2ª colocada no Prêmio IMPA-SBM fala sobre raios no Brasil

Imagem: Design: Carlos Eduardo Hara/ Reprodução Revista Superinteressante

Reprodução da matéria “Brasil, o país dos raios”, de Guilherme Eler, na Revista Superinteressante 

Um raio não cai duas vezes no mesmo lugar, diz o ditado. Mentira. Eles não só repetem lugares (o Cristo Redentor é atingido em média seis vezes por ano) como repetem pessoas. Neide Maria Cardoso, 58, que o diga. A empresária, que vive em Piraquara, nos arredores de Curitiba (PR), foi atingida duas vezes. E sobreviveu a ambas.
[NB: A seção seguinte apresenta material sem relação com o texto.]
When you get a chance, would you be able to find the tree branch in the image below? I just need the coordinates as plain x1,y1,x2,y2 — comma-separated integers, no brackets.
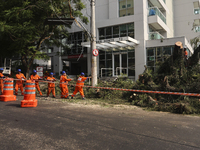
19,5,42,11
28,26,57,67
Na primeira, em 1967, tinha 7 anos de idade. “Era uma quarta depois do almoço, minha mãe tirava a mesa, minhas irmãs lavavam a louça e eu lia um livro no sofá. Estava muito calor e começou a chover. De repente, um clarão atravessou a casa. Depois, ouvi um estrondo ensurdecedor.” Neide estava próxima à parede, com a cabeça na altura de uma tomada. A descarga elétrica do raio entrou por ali e derreteu o plugue, atingindo seu ouvido direito. Ela tem problemas de audição permanentes por causa do episódio.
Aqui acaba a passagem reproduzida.